Uma obra de arte é, assim, uma “totalidade tangível na qual a significação não é livre, por assim dizer, mas ligada, escrava de todos os signos, de todos os detalhes que a manifestam para mim, de maneira que, tal como a coisa percebida, a obra de arte é vista ou ouvida, e nenhuma análise ulterior, por mais preciosa que possa ser posteriormente e para fazer o inventário dessa experiência perceptiva e direta que tive com relação a ela.” (5)

Cinema, percepção e “Alphaville”, de Jean-Luc Godard

Quando Conversas foi escrito, ou melhor, enunciado, uma vez que a obra é resultado de algumas conferências feitas por Merleau-Ponty, o cinema ainda tinha muito por explorar e trilhar, mas o filósofo estende sua análise também a esta arte que, segundo ele, tampouco deve ser percebida apenas em sua mensagem, em sua fotografia ou, talvez, em sua trilha sonora, mas sim na composição e na singularidade destes componentes em cada filme.

O cinema parece ser um âmbito muito significativo para este tipo de análise, já que une a palavra, o som e a imagem em seu escopo, e deve necessariamente ser considerado em seu conjunto percebível.

“Porque, finalmente, o que poderia constituir a beleza cinematográfica não é nem a história em si, que a prosa contaria muito bem, nem, por uma razão muito maior, as ideias que ela pode sugerir (…). O que conta é a escolha dos episódios representados e, em cada um deles, a escolha das cenas que figurarão no filme, a extensão dada respectivamente a cada um desses elementos, a ordem na qual se escolhe apresentá-los, o som ou as palavras com as quais se quer ou não associá-los, tudo isso constituindo um certo ritmo cinematográfico global.” (6)

E não parece ser precisamente isso o que Jean-Luc Godard propõe na construção – muitas vezes enigmáticas – de seus filmes? Cenas fragmentadas, personagens apaixonados e que agem frequentemente em função de suas paixões, ângulos de câmera incomuns em que, durante um diálogo, apenas um personagem é filmado (possivelmente até mesmo de costas), etc. Podemos dizer que os filmes de Godard exploram as diversas possibilidades perceptivas e, com isso, vão de acordo com o que é proposto pela arte moderna, exposta por Merleau-Ponty.
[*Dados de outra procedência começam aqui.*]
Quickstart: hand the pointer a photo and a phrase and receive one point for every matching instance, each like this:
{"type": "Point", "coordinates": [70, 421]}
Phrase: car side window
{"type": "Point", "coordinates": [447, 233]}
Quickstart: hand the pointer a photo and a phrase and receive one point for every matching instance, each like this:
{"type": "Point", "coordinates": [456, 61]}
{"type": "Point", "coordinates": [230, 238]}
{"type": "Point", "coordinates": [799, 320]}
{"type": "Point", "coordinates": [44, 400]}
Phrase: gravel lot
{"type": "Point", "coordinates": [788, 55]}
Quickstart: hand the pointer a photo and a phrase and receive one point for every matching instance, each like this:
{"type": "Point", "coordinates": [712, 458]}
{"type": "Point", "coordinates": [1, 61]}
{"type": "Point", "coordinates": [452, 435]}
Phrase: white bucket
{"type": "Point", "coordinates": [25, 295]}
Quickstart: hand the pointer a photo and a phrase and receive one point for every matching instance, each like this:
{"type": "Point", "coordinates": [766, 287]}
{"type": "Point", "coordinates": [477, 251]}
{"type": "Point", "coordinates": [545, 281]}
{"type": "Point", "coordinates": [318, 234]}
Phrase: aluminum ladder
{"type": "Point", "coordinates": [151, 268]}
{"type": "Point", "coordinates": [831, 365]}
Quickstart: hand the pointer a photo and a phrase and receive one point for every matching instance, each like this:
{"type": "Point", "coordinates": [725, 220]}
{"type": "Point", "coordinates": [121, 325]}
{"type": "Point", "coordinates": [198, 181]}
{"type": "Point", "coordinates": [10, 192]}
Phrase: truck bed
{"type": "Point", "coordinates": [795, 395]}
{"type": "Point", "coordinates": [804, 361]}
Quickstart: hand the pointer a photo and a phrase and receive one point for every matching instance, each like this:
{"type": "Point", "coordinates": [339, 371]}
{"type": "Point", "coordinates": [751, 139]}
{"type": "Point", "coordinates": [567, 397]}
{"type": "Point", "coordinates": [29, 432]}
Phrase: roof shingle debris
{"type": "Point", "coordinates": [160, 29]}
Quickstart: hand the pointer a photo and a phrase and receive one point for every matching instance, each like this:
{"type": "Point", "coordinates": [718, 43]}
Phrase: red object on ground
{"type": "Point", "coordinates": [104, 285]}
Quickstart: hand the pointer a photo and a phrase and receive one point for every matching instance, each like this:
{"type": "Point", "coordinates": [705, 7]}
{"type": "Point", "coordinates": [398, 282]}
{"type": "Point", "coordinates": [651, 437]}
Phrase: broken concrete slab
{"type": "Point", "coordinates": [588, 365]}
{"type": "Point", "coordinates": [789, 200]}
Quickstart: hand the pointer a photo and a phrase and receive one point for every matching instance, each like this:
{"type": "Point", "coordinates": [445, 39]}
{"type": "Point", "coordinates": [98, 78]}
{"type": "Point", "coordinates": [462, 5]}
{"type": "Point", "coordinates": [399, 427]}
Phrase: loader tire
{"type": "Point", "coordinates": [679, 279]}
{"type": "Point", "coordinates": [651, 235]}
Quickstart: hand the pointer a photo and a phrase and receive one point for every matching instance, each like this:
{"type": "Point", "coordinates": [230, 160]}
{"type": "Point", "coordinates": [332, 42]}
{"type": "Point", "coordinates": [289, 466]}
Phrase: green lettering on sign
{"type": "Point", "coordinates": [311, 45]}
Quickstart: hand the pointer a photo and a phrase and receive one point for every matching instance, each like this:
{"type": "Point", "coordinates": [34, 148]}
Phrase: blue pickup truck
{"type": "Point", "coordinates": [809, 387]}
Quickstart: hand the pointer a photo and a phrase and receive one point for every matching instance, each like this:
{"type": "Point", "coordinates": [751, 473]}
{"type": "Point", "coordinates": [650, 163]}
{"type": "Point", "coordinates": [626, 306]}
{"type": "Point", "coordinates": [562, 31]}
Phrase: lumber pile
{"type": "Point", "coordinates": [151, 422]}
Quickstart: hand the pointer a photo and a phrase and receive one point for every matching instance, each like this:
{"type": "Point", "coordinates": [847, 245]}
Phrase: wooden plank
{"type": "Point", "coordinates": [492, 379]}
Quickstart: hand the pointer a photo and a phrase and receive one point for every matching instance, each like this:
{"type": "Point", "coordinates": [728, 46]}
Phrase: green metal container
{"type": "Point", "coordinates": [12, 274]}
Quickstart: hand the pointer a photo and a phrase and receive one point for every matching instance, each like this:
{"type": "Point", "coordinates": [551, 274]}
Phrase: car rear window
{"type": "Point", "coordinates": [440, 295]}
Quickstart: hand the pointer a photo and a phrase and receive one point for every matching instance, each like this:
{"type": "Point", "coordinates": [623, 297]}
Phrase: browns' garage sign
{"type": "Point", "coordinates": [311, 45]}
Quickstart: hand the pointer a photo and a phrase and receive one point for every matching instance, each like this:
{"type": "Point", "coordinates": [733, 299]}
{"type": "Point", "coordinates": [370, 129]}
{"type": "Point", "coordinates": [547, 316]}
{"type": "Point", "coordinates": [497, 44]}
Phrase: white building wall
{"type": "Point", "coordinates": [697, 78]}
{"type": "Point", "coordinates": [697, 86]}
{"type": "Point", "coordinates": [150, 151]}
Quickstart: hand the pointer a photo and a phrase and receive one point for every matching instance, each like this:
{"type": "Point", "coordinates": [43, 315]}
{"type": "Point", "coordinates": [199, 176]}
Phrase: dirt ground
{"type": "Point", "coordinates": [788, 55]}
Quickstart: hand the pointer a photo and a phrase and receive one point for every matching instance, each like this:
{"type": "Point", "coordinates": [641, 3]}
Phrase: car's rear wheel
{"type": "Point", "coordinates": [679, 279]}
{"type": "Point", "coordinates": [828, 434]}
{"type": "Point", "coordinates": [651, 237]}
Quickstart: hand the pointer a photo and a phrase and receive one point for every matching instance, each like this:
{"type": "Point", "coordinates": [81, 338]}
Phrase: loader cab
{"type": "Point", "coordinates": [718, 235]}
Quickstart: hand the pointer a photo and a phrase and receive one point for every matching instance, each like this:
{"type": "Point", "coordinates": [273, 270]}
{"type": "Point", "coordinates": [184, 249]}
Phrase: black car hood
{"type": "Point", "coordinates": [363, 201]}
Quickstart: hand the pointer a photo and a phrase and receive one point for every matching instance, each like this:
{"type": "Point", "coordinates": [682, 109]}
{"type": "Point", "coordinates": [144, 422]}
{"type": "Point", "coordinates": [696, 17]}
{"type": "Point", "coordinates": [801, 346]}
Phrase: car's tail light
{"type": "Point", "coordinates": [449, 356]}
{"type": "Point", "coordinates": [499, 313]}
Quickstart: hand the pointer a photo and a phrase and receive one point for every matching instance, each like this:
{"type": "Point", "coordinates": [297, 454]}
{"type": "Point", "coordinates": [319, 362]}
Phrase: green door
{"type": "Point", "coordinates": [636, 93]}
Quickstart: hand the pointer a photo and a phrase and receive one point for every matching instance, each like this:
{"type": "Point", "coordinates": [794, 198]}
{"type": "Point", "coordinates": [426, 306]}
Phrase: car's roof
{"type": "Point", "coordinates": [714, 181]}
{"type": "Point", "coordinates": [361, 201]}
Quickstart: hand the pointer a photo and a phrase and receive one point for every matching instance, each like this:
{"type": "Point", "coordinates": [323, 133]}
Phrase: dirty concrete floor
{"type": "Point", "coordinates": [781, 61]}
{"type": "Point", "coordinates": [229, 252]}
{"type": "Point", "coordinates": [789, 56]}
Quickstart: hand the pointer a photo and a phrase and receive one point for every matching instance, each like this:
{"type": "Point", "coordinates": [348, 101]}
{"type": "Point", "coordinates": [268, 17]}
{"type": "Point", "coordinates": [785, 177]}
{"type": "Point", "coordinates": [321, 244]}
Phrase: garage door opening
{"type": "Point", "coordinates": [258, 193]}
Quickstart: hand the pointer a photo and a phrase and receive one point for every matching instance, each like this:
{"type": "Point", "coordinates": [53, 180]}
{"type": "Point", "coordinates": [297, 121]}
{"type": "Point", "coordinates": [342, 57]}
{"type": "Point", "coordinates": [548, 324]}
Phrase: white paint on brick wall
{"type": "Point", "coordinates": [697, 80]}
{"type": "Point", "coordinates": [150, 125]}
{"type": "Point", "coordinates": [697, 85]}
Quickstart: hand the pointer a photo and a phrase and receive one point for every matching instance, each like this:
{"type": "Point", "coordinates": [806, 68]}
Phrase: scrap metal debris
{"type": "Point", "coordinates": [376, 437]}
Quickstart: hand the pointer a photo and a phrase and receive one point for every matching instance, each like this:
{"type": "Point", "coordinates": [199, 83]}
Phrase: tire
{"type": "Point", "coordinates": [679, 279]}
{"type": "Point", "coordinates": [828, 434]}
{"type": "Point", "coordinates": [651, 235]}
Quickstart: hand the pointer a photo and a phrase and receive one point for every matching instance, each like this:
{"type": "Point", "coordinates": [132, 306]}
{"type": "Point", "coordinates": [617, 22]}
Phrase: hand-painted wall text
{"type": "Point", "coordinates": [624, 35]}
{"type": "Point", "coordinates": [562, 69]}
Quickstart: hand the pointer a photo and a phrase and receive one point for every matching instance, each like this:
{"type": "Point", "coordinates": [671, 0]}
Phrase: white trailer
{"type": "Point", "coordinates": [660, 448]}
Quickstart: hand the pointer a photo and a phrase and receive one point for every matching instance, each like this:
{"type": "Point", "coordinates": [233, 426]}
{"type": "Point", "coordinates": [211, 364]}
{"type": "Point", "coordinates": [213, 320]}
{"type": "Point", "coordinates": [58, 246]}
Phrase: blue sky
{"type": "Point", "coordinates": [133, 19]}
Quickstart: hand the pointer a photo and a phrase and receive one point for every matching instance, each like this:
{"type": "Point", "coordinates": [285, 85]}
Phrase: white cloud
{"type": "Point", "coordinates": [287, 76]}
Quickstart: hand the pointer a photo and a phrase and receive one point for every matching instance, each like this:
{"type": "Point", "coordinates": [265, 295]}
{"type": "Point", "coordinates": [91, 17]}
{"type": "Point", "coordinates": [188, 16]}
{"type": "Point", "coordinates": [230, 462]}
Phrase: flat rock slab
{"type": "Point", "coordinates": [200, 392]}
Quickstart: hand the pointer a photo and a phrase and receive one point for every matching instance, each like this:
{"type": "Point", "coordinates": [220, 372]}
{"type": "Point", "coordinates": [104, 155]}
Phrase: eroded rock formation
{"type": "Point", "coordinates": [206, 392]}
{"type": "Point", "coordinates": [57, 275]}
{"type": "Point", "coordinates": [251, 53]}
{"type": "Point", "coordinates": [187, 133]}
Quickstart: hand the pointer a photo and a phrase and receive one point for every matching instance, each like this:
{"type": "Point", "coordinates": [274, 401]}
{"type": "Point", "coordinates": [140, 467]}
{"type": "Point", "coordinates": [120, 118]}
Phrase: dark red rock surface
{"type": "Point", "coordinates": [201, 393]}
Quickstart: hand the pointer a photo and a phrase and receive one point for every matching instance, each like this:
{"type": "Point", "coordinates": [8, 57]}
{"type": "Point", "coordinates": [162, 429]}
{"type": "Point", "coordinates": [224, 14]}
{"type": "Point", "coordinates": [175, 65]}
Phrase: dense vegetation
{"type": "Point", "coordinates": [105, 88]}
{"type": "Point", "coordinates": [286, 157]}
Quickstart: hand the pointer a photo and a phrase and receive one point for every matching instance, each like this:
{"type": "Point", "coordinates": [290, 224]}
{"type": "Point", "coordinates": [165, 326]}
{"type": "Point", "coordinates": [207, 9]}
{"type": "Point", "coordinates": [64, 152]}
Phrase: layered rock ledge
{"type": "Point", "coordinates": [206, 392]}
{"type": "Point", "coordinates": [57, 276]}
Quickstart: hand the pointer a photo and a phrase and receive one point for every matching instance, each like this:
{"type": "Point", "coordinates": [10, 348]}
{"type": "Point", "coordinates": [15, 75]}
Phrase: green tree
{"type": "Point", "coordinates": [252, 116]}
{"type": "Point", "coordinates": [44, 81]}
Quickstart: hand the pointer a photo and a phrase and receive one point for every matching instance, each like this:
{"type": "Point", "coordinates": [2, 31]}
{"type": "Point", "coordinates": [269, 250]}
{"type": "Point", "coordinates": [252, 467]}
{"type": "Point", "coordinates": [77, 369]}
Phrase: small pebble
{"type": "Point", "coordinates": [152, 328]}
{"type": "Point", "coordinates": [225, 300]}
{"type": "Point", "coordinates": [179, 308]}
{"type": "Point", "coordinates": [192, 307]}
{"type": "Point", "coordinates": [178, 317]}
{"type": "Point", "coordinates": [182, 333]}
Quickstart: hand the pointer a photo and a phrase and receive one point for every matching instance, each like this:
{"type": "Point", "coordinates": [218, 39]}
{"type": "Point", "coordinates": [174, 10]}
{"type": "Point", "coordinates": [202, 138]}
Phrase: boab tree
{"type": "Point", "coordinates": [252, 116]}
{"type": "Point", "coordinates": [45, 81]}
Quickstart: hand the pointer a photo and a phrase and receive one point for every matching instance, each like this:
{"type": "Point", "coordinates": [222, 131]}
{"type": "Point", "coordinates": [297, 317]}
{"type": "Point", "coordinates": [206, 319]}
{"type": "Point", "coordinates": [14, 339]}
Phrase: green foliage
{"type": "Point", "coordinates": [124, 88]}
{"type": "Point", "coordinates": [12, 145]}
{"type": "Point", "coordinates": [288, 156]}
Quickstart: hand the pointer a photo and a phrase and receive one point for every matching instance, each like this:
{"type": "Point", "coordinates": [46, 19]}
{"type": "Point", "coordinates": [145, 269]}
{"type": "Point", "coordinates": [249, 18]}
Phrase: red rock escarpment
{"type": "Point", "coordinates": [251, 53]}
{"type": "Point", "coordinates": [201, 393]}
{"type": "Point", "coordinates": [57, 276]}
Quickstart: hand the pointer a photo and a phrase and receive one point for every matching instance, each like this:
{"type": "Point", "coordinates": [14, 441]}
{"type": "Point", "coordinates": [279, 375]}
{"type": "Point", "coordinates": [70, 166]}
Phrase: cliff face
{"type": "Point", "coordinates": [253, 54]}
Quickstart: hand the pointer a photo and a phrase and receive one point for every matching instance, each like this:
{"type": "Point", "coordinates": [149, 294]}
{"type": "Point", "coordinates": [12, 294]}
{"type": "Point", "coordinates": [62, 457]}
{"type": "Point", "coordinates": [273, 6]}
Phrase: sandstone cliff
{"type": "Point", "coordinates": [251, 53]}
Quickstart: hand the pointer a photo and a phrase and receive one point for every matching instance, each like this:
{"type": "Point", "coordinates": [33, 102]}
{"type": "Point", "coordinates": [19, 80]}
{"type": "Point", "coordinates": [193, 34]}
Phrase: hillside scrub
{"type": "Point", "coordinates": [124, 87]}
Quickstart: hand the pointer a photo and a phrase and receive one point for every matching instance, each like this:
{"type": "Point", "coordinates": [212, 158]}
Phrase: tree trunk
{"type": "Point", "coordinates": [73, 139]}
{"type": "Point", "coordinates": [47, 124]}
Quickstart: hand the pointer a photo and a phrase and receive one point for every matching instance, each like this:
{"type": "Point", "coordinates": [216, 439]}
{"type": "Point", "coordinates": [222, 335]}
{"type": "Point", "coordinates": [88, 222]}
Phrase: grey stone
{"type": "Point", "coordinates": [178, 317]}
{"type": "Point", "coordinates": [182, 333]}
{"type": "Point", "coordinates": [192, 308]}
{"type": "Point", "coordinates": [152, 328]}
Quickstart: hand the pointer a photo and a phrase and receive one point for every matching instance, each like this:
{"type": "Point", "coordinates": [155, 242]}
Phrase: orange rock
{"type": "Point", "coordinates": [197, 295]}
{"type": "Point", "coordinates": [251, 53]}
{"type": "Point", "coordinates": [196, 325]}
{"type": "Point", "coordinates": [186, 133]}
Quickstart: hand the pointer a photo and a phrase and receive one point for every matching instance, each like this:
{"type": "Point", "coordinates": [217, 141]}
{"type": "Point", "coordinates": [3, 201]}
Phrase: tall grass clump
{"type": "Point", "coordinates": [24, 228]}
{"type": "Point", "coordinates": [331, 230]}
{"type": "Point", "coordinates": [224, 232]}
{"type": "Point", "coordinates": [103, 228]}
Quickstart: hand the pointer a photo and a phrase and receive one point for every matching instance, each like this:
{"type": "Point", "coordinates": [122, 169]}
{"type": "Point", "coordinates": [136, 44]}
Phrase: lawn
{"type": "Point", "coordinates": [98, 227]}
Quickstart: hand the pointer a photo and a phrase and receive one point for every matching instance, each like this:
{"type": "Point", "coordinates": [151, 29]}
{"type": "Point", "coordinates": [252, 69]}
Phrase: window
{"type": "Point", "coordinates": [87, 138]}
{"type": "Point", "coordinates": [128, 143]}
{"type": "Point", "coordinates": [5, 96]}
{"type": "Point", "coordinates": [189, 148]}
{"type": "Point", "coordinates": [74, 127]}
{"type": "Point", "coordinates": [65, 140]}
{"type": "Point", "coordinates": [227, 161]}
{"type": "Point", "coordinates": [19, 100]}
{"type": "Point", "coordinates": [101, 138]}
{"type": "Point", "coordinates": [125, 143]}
Dentre outros exemplos no cinema e, é claro, na literatura, o filme Alphaville (1965), de Godard, traz à tela uma sociedade futurística regida por princípios exclusivamente racionais e lógicos, cujos habitantes desconhecem o amor e a poesia, e trata objetivamente da perseguição da técnica e do cientificismo em detrimento da percepção. Nesta sociedade, regida por Alpha 60, um computador inteligente, o ideal que se busca é o puro avanço técnico. “As pessoas se tonaram escravas da probabilidade”, diz um dos personagens.

26530Um agente secreto vindo dos “países exteriores”, disfarçando-se de jornalista, busca convencer o professor criador do computador a destruí-lo, tendo como alternativa seu assassinato. Como em 1984, de George Orwell, em Alphaville as palavras de “potencial perigoso” são proibidas e excluídas do dicionário, e pessoas são condenadas à morte por agirem ilogicamente. Mas o computador regente deixa entrever que sua supremacia deve-se menos a uma tirania própria do que a um resultado lógico da conduta dos homens, visto que uma conclusão lógica é tida como um imperativo.

Se à percepção cabe um olhar que contemple as coisas em seu conjunto, assim como um olhar que considere seu modo de aparecer como indissociável de seu modo de ser, uma sociedade que se assemelhe de alguma forma à Alphaville está condenada a perdê-la. “Uma palavra isolada, ou um detalhe isolado de um desenho, podem ser compreendidos, mas o significado do todo escapa-nos”, diz o computador Alpha 60.

Para que não corramos este risco, o melhor é que não aceitemos simplesmente que “a relação da percepção com a ciência é a mesma da aparência com a realidade” (7), como o é para Descartes, mas sim que nos lembremos de que somos seres cuja constituição se dá a partir de nossa relação com o mundo; com tudo e todos que do mundo fazem parte, e sempre como um elemento dele integrante, e não a ele exterior. Além disso, podemos questionar, por fim, se o conhecimento científico, que não deve ser desprezado, é por si só suficiente para que tenhamos uma existência completa, ou mais próxima de suprir todas nossas necessidades.

“O que transforma a noite em luz?”, interroga o computador ao suposto jornalista, que responde: “a poesia”.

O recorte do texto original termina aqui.